The Seagull is the well-known, oft-performed conclusion of the trilogy – but Kent wanted to stage this work alongside Platonov and Ivanov to reveal a sense of progression. “So many of the themes are subliminally there, that all find their culmination in The Seagull – the first blossoming of his genius.”
Not that the world really needed a new version of The Seagull, Hare acknowledges: there are 25 in English already (he’s particularly a fan of Anya Reiss’s 2012 youthful, contemporary updating). But the trilogy needed a continuity of voice – and anyway, it was a joy to work on. “It’s like eating a great big ice cream if you’re an adaptor, you just glut on it because it’s so gorgeous.”
All three sound tartly modern, with Hare’s writing bringing out the wit more than the ennui. But they are staged in period, from the late 1800s for Platonov through to the early 1900s for The Seagull. The same deconstructed country house set is being used for all three; it opens up across the stage, with drawing room furniture giving way to trees and plants.
Although each play stands alone, there’s the option to watch all three on the same day, starting at 10.30am. It sounds daunting, but according to McArdle, “boxset” days are selling best. “There’s clearly an appetite for event theatre,” he says. “What’s quite special about this, is a cast being in rep. It’s just not done anymore, but I hope this way of working comes in to fashion again.”
It’s a sentiment echoed rather angrily by Hare (who has form here: his plays Racing Demon, Murmuring Judges and The Absence of War were triumphantly staged in sequence at the National in 1993). “They don’t have ensembles at the National Theatre anymore – bloody disgrace – we’re filling that gap. To see the joy of ensemble acting again is fantastic.”

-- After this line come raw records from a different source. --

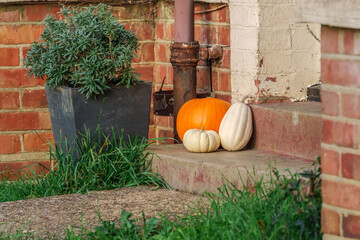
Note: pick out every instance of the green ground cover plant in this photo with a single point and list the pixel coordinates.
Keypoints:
(286, 207)
(102, 165)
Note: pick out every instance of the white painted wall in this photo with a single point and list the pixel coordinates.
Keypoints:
(272, 57)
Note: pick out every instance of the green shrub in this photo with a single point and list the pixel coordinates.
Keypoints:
(85, 48)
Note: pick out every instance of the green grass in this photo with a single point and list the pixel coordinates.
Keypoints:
(100, 166)
(286, 207)
(279, 209)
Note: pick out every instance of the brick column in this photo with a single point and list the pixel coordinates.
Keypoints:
(340, 96)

As for the experience of sitting through that many hours of Chekhov? Hare is confident it will only enhance the plays, pointing to other theatrical marathons like Peter Brooks’ Mahabrata in 1985 or the RSC’s The Wars of the Roses in 1963. “I’m very much a binge man. Something special happens when an audience melts down – you cease to think about time. They’ve been my best days in the theatre. I love it.”